On a global scale, the issue of air pollution has been thoroughly documented, particularly in emerging markets. A growing body of literature has identified the nexus between political factors and the issue of air pollution, encompassing elements such as the political cycle (e.g., Cao et al., 2019), policy uncertainty (e.g., Wu et al., 2023), shifts in political leadership (e.g., He and Chen, 2022; Song et al., 2021), anti-corruption initiatives (e.g., Ivanova, 2011; Zhou et al., 2020), and political promotion incentives (e.g., Tang et al., 2024; Yin and Wu, 2022). Research indicates that the political cycle can significantly impact air pollution levels (e.g., Cao et al., 2019; Tian and Tian, 2021; Wang and Lin, 2024). For instance, Shao and Chou (2023) found that air quality in Chinese cities was significantly improved surrounding the annual Party Congress. Moreover, the turnover of local political officials has been associated with fluctuations in local air pollution (Deng et al., 2019; Yin and Wu, 2022). For example, using the regression discontinuity method, Chen and Gao (2020) demonstrated a negative influence of local official turnover on local air quality in Chinese cities. Similarly, Deng et al. (2019) exhibited that the local political official turnover was associated with an increase in the discharge of firm pollutants. In contrast, Zhu and Yang (2023) found significant reductions in firm pollutant emissions in the year that the local political official rotated. Furthermore, anti-corruption measures and central environmental inspections have been demonstrated to effectively curb government-firm “collusion”, thereby leading to a reduction in pollutant emissions and an improvement in air quality. For Chinese cities, Zhou et al. (2020) suggested that the national anti-corruption campaign led to approximately a 20% reduction in air pollution, and Lin et al. (2021) demonstrated that the central environmental protection inspections were effective in reducing air pollutants such as PM2.5, PM10, SO2, and NO2.

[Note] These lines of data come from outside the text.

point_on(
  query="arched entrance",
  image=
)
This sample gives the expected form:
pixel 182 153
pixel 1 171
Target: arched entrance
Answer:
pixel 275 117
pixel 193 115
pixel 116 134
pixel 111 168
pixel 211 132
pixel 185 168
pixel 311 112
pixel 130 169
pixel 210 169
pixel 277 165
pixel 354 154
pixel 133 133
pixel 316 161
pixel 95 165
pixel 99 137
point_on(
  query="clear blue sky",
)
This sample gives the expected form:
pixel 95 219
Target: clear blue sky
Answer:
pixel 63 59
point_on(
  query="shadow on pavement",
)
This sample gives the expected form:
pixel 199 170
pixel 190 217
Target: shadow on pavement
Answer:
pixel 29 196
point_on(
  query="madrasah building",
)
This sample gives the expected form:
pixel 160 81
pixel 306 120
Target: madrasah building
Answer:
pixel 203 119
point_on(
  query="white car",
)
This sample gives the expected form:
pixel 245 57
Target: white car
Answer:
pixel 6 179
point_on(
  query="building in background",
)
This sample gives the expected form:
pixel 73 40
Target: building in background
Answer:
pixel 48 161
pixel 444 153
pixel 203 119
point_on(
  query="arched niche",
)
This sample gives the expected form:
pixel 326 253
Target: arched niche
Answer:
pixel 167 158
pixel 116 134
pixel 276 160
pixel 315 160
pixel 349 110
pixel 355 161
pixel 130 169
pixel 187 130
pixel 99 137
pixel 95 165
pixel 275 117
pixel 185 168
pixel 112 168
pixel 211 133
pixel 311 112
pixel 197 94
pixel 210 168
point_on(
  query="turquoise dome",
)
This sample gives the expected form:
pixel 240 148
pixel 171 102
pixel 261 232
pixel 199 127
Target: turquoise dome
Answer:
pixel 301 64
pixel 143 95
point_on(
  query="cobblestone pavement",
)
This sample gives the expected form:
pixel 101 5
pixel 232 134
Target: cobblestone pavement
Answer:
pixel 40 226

In China, the influence of political factors on air quality is considerably more complex, largely due to the unique local political system. In general, local authorities in prefectural-level cities operate under a dual leadership structure: the Party system and the government system, led separately by the municipal Party secretary and the mayor (Cai, 2008; Song et al., 2021). The Party secretary is in charge of implementing the Communist Party of China (CPC) policies, setting the “vision” and “strategy” of local development, and overseeing the operation of the local government system; while the mayor is responsible for daily government administration, especially local economic development and public services. Importantly, the municipal Party secretary outranks the mayor in the Chinese political hierarchy. Despite the significance of this dual leadership system, research specifically examining its impact on regional air quality remains limited.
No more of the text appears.